- 337
Louis Anquetin
Description
- Louis Anquetin
- Aux courses
- Signed Anquetin (lower right)
- Oil on canvas
- 41 1/4 by 57 7/8 in.
- 105 by 147 cm
Provenance
Private Collection, France
Thence by descent to the present owner
Exhibited
Catalogue Note
In the background of Aux courses we see the iconic looped post that marked the finish line at Longchamp, which was, and remains, the most prestigious flats racecourse in France, hosting the world-renowned Prix de l’Arc de Triomphe. For Anquetin and his contemporaries, Longchamp showcased modern society; in the foreground a woman enthusiastically displays herself to two gentlemen. They are surrounded by other representatives of the beau monde, nearly all of whom turn to observe the main protagonists. Scarcely visible in the background are the horses and the jockeys walking out to the course; the attendees clearly exhibit more interest in each other than in the race. As Henry de Conty observes, "For some years, race-courses have been the meeting place for the world of fashion in their sumptuous carriages. They are one of the pleasures most aristocratically enjoyed. People go there because they like it, because it’s smart, and because they want to vie with one another’s luxury and clothes."

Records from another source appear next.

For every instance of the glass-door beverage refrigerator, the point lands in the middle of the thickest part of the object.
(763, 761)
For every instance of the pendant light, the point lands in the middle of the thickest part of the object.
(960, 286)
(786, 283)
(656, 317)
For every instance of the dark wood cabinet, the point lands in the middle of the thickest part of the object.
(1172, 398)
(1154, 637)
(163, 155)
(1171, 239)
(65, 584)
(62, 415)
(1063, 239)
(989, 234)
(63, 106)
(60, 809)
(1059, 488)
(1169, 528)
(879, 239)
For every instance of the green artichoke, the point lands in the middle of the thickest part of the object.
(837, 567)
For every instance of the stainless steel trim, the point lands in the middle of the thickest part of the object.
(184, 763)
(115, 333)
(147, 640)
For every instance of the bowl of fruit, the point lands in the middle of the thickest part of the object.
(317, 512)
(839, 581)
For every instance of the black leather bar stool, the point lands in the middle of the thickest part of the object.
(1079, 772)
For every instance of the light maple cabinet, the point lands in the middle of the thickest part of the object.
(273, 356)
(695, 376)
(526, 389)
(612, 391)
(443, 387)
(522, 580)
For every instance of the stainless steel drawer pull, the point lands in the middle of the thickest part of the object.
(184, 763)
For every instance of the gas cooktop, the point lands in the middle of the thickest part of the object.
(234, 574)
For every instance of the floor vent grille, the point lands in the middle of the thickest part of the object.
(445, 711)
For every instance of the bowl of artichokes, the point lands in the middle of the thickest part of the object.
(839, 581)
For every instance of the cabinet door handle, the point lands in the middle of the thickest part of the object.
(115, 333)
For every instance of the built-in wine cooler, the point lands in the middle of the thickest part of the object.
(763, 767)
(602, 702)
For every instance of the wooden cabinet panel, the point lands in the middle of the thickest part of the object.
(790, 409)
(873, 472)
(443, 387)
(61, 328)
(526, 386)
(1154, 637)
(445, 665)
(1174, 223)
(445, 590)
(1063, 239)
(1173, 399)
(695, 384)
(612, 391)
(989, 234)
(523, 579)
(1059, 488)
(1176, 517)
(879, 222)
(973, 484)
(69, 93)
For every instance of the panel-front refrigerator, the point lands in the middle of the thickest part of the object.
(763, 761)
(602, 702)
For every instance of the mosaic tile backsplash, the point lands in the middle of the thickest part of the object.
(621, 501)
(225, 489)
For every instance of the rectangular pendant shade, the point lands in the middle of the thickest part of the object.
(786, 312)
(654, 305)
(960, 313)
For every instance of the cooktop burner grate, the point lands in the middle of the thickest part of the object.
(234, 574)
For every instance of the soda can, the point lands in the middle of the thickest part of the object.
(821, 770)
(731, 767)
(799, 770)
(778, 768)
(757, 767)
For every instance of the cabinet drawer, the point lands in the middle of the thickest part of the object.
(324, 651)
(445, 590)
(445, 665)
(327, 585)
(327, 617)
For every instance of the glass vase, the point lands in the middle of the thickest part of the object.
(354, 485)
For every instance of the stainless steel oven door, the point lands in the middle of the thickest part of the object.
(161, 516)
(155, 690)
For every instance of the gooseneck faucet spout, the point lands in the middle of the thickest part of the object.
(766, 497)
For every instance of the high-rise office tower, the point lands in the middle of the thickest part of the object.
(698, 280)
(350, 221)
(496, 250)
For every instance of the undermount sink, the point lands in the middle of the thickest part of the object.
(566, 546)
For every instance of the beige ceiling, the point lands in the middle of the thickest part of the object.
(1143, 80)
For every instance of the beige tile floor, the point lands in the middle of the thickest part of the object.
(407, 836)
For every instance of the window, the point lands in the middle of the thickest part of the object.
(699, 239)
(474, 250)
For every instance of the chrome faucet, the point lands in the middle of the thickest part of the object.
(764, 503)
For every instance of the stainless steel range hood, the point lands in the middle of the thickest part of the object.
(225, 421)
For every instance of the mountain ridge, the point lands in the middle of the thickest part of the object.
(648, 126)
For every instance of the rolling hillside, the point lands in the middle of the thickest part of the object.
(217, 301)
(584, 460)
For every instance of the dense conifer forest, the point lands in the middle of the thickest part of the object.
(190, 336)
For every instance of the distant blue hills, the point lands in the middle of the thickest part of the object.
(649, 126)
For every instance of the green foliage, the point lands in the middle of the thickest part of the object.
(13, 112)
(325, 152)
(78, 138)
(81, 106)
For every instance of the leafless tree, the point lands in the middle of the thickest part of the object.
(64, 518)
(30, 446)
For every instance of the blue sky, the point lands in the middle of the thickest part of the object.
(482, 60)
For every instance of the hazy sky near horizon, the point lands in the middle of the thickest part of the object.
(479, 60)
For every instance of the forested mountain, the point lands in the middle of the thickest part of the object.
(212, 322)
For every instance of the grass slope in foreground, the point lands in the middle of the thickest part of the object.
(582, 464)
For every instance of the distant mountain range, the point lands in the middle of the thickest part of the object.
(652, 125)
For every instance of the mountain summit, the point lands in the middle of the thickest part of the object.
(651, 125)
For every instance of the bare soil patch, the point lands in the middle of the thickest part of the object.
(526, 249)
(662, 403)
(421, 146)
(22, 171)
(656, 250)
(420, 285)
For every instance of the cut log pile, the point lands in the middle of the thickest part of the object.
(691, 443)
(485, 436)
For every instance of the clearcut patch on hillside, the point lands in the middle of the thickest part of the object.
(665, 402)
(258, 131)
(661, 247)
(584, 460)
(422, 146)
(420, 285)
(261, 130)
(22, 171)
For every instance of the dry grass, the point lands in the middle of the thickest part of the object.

Anquetin’s Aux courses comes at the end of the evolution of the sporting image. Just as French horseracing derived from British models, so did French painters interested in races look to English sporting artists for inspiration. These prototypes usually focused on the horses and the race rather than the spectators or surroundings. In Manet's great and highly modern The Races in the Bois de Boulogne (see fig. 1), the race is seen mid-action, the horses daringly cropped and in a blur of athletic action. Anquetin takes a different approach, subversively inverting this focus away from the central event itself.
This reversal of priorities is one of the ironies permeating the Impressionists’ depictions of social gatherings. Compositionally, Aux courses echoes one of Manet’s first large-scale society paintings, Music in the Tuileries Gardens, 1862, where figures engage in mutual admiration but whose interest in music appears nonexistent.
The loose painterly style of Anquetin’s Aux courses derives from Pierre-Auguste Renoir, whose depictions of high society, in particular Bal du Moulin de la Galette (see fig. 2), implicate the viewer in a web of gazes between subjects and objects. Like Renoir, Anquetin viewed the beau monde as an outsider, with the races affording an excellent vantage point. In 1869 Larousse noted that: "It is not precisely the love of horses that drives so many spectators to the races... [The] masses…are always eager to go there, where they know that they will meet people from high society; the most elegant women and the most extravagant ‘toilettes’...and it is there that the fashionable courtesans show themselves in the whole splendour of their dazzling costumes."
For Anquetin, who was on familiar terms with Lautrec, Bonnard, Seurat, Gauguin, van Gogh and Signac, exploring new modes of looking was second nature. In Aux courses he subverts the traditional sporting picture and creates a boldly experimental modern work.